Teaching boundaries to adults with intellectual and developmental disabilities (IDD) is an important life skill for learning to sit for job interviews, have meaningful friendships, and to be an an integrated member of their local community. These skills can often be tricky to navigate but you can eventually see positive changes over time.
Teaching Boundaries to Adults with Developmental Disabilities:
Teaching boundaries to individuals with IDD might seem like an overwhelming task but it really doesn’t need to be. The best way to teach these skills is through modeling, role play, and social stories. These skills can often be discussed at great length at home, and then practiced outside the home in real life applications.
Modeling Appropriate Behavior:
When modeling, demonstrate the behaviors you want to see. This could be practiced at meal times by demonstrating what behaviors are and are not appropriate at the table. You could demonstrate examples of when it is and is not okay to touch someone by demonstrating to them when it’s okay to touch someone in a casual conversation or getting their attention with a small tap on the shoulder.

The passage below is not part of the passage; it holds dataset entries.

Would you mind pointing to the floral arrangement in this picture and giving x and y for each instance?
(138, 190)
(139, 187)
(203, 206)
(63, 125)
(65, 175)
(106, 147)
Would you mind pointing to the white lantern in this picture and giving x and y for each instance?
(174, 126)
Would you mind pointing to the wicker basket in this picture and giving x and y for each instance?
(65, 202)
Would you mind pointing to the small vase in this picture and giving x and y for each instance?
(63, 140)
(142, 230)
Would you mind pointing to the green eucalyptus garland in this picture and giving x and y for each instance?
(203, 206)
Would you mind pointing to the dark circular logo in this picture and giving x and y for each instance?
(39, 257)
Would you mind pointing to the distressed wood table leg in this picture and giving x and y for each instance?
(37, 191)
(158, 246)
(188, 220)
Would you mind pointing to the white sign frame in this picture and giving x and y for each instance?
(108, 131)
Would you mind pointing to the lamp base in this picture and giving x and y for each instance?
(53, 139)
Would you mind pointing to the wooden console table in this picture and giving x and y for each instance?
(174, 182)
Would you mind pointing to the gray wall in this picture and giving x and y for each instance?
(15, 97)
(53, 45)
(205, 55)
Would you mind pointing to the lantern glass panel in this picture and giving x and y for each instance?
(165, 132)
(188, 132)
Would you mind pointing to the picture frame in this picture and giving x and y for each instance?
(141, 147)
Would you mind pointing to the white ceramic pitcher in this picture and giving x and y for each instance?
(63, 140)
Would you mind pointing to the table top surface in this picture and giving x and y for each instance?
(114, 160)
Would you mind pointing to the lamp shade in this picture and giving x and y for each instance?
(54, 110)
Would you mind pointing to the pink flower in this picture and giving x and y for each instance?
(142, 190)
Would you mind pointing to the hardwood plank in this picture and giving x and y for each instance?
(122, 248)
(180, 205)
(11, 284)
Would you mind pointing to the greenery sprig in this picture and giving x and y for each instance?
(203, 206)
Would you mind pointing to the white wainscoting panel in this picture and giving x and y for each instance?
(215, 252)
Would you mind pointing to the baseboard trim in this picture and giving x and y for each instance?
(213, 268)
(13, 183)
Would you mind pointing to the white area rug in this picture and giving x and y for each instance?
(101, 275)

You likely know which behaviors specifically need improvement for the person you’re working with, so modeling the appropriate behaviors for their specific needs is an easy way to make progress.
Role Play Real Life Interactions:
Role play is when you and the person with IDD act out the real life scenarios in your home. You can practice going back and forth with how to make an appropriate greeting, how to engage with others in a grocery store, or even act out introducing yourself to someone new you meet in the community. Practicing these scenarios again and again will help to build better skills over time.
Social Stories for Teaching Boundaries to Adults with IDD:
Social stories are another amazing option for teaching boundaries and appropriate interactions. Social stories are books you can either make yourself at home, or purchase online that illustrate appropriate social interactions. These types of stories help your loved one to see how they should engage with others and also how others should engage with them. Here are some great options for social stories that you can purchase online:
- Let’s Talk About Boundaries, Bodies, Consent, and Respect
- The Not-So-Friendly-Friend: How to Set Boundaries for Healthy Relationships
- Social Stories: Aggressive Behaviors
- Social Story Readers
An Important Caveat:
So much of an individual’s life with an IDD is getting them to fit into the “norm” of society. It’s important to recognize the balance of teaching them how to be safe members of society in their own bodies, without forcing them to be individuals they were never meant to be. As a society of typically developing adults there is a call and a responsibility on our end to be more inclusive and accepting of those with IDD as they currently are without having to force them into our societal norms.
Many adults with disabilities, particularly those in the Autism community believe that there is a lot more work that can be done to accept those who are neuro-divergent or have IDD. They feel much of their life involves masking to accepted by the majority of society.
The best scenario is likely somewhere in the middle. We need to teach individuals with disabilities how to be safe around other people, and how to keep themselves safe within society, while also leaving room for them to be the unique individual they were created to be.